Publication information
- Publisher: Marvel Comics
- First appearance: The Savage She-Hulk #17 (June 1983)
- Created by: David Anthony Kraft Ed Hannigan

In-story information
- Full name: Manfred Ellsworth Haller
- Notable aliases: Behemoth
- Abilities: (As Man-Elephant): Elephant-themed suit grants: Superhuman strength (As Behemoth): Superhuman strength and durability

= Man-Elephant =

Man-Elephant is the name of two fictional characters appearing in American comic books published by Marvel Comics.

==Publication history==
The first Man-Elephant first appeared in The Savage She-Hulk #17 and was created by David Anthony Kraft and Ed Hannigan.

The second Man-Elephant first appeared in The Sensational She-Hulk #51 and was created by Scott Benson, Tom Morgan, and Brad Joyce.

==Fictional character biography==
===Manfred Ellsworth Haller===

Manfred Ellsworth Haller is the designer and owner of Haller Hydraulics, which is boasted as the world leader in hydraulics. Haller designs a powerful elephant-like suit that would enable someone to explore hostile areas and offers Sheriff Morris Walters a chance to prove its worth by capturing She-Hulk. Haller believes that his ensuing publicity would endorse the suit. Drawing She-Hulk into action, Man-Elephant proves more than a match for her. However, he backs off after realizing that he could use the suit for crime.

Manfred Haller is put out of business by Tony Stark and his assets are frozen. He travels to Timbuktu, where a wise woman tells him about Ganesha and gives him a gem shard from Cyttorak. This transforms Haller into Behemoth, an elephant-like creature. As Behemoth, Haller defends the locals from Tuareg rebels.

Behemoth tracks down She-Hulk to take revenge on her. However, She-Hulk had been imprisoned after helping the Lady Liberators oust the corrupt government of Marinmer. She-Hulk's Skrull partner Jazinda poses as her and is beaten up by Behemoth. Behemoth turns Jazinda over to the government, who place her in a military medical facility to be studied.
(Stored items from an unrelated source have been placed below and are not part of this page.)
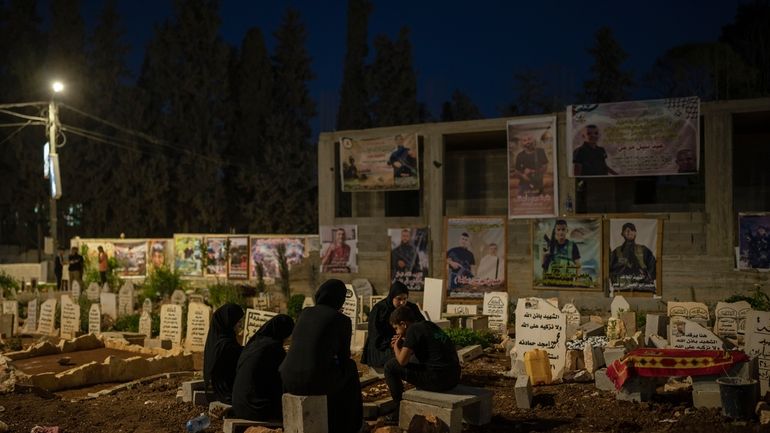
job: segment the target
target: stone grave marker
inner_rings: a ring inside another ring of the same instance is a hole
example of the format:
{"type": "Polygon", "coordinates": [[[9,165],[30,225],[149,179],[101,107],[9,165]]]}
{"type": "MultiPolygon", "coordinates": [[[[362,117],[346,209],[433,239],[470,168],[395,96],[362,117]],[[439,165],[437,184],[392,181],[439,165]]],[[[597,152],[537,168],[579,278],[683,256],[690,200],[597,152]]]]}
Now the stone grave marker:
{"type": "MultiPolygon", "coordinates": [[[[2,292],[2,290],[0,290],[2,292]]],[[[13,330],[14,335],[19,332],[19,302],[18,301],[3,301],[3,314],[13,315],[13,330]]]]}
{"type": "Polygon", "coordinates": [[[428,312],[428,320],[441,320],[444,312],[444,281],[438,278],[425,278],[425,292],[422,297],[422,307],[428,312]]]}
{"type": "Polygon", "coordinates": [[[315,306],[315,301],[313,301],[312,296],[305,296],[305,300],[302,301],[302,309],[310,308],[315,306]]]}
{"type": "Polygon", "coordinates": [[[620,317],[620,313],[623,311],[631,311],[631,304],[623,296],[615,295],[610,304],[610,316],[620,317]]]}
{"type": "Polygon", "coordinates": [[[72,302],[69,295],[61,297],[61,338],[71,340],[80,331],[80,305],[72,302]]]}
{"type": "Polygon", "coordinates": [[[743,335],[749,310],[751,304],[746,301],[717,302],[714,309],[714,333],[722,338],[743,335]]]}
{"type": "Polygon", "coordinates": [[[40,319],[37,323],[37,333],[45,335],[54,334],[54,324],[56,318],[56,299],[46,299],[40,306],[40,319]]]}
{"type": "Polygon", "coordinates": [[[760,395],[770,391],[770,312],[746,312],[746,354],[757,357],[760,395]]]}
{"type": "Polygon", "coordinates": [[[100,293],[99,303],[102,306],[102,313],[112,317],[113,320],[118,318],[118,298],[115,293],[100,293]]]}
{"type": "Polygon", "coordinates": [[[249,342],[249,338],[254,335],[259,328],[268,320],[277,316],[278,313],[265,310],[246,309],[246,315],[243,317],[243,345],[249,342]]]}
{"type": "Polygon", "coordinates": [[[345,303],[342,304],[342,314],[350,317],[353,333],[355,334],[356,324],[358,324],[358,296],[351,284],[345,284],[345,288],[347,291],[345,292],[345,303]]]}
{"type": "Polygon", "coordinates": [[[567,338],[571,338],[580,327],[580,311],[575,304],[564,304],[561,307],[561,312],[564,313],[564,318],[567,320],[567,338]]]}
{"type": "Polygon", "coordinates": [[[669,302],[666,309],[668,317],[673,318],[676,316],[684,317],[685,319],[698,322],[703,326],[708,324],[709,319],[709,307],[702,302],[669,302]]]}
{"type": "Polygon", "coordinates": [[[447,314],[479,314],[479,306],[476,304],[447,304],[447,314]]]}
{"type": "Polygon", "coordinates": [[[134,314],[134,284],[126,281],[118,291],[118,317],[134,314]]]}
{"type": "Polygon", "coordinates": [[[255,310],[267,310],[270,308],[270,293],[259,293],[256,297],[254,297],[253,306],[255,310]]]}
{"type": "Polygon", "coordinates": [[[150,298],[145,298],[142,302],[142,313],[152,314],[152,301],[150,298]]]}
{"type": "Polygon", "coordinates": [[[211,323],[211,307],[201,302],[191,302],[187,307],[187,350],[203,352],[211,323]]]}
{"type": "Polygon", "coordinates": [[[671,319],[669,345],[674,349],[722,350],[724,343],[699,323],[682,317],[671,319]]]}
{"type": "Polygon", "coordinates": [[[98,284],[91,283],[88,285],[88,289],[86,289],[86,296],[88,297],[89,301],[99,302],[99,293],[101,293],[101,290],[99,290],[98,284]]]}
{"type": "Polygon", "coordinates": [[[534,349],[548,352],[551,376],[562,377],[567,353],[567,319],[559,308],[542,298],[520,298],[516,304],[516,356],[534,349]]]}
{"type": "Polygon", "coordinates": [[[165,304],[160,307],[161,340],[171,340],[174,344],[182,342],[182,306],[165,304]]]}
{"type": "Polygon", "coordinates": [[[187,302],[187,295],[183,291],[176,289],[171,294],[171,303],[174,305],[184,305],[187,302]]]}
{"type": "Polygon", "coordinates": [[[80,299],[81,289],[80,289],[80,283],[77,280],[72,282],[71,289],[72,289],[72,299],[73,300],[80,299]]]}
{"type": "Polygon", "coordinates": [[[102,333],[102,309],[99,304],[91,304],[91,309],[88,310],[88,333],[102,333]]]}
{"type": "Polygon", "coordinates": [[[37,331],[37,299],[27,302],[27,319],[24,321],[24,332],[37,331]]]}
{"type": "Polygon", "coordinates": [[[372,308],[374,308],[374,306],[378,302],[382,301],[385,298],[387,298],[387,296],[384,296],[384,295],[372,295],[372,296],[370,296],[369,297],[369,311],[372,311],[372,308]]]}
{"type": "Polygon", "coordinates": [[[489,329],[508,333],[508,293],[490,292],[484,294],[484,314],[489,316],[489,329]]]}
{"type": "Polygon", "coordinates": [[[152,317],[147,311],[142,311],[142,316],[139,317],[139,333],[152,338],[152,317]]]}
{"type": "Polygon", "coordinates": [[[198,295],[196,293],[193,293],[192,295],[187,297],[187,303],[188,304],[192,304],[192,303],[203,304],[204,303],[203,302],[203,295],[198,295]]]}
Behemoth then attacks the real She-Hulk, only to be attacked by Thundra. Jazinda escapes as She-Hulk defeats Behemoth.

Strong Guy fights Behemoth in New York City, where their fight leads them to New York City's main switching station. Strong Guy defeats Behemoth by knocking him into the relays at the switching station, causing a city-wide blackout.

===Second Man-Elephant===

The second Man-Elephant was created by the publishers and distributors of the in-universe company Marvel Comics, who exaggerated She-Hulk's encounter with the original Man-Elephant. Through unknown means, these fictionalized versions of She-Hulk and Man-Elephant are brought to life and confront the real She-Hulk. Man-Elephant acquires technology that allows him to transform elephants into humanoid forms to serve him. Even with their mutation, the Man-Elephants retain their docile behavior and are confused over their transformations. Inciting them into violence, the Man-Elephant leads the elephants against the She-Hulk doppelganger and defeats her. The real She-Hulk appears and returns Man-Elephant and the second She-Hulk to their universe.

==Powers and abilities==
Manfred used an elephant-themed suit which boosted his strength. He later gained a part of the Cyttorak gem, which turns him into the elephant-like creature known as Behemoth, possessing superhuman strength and durability.

The second Man-Elephant has no powers, aside from being a humanoid elephant and possessing a devious nefarious mind.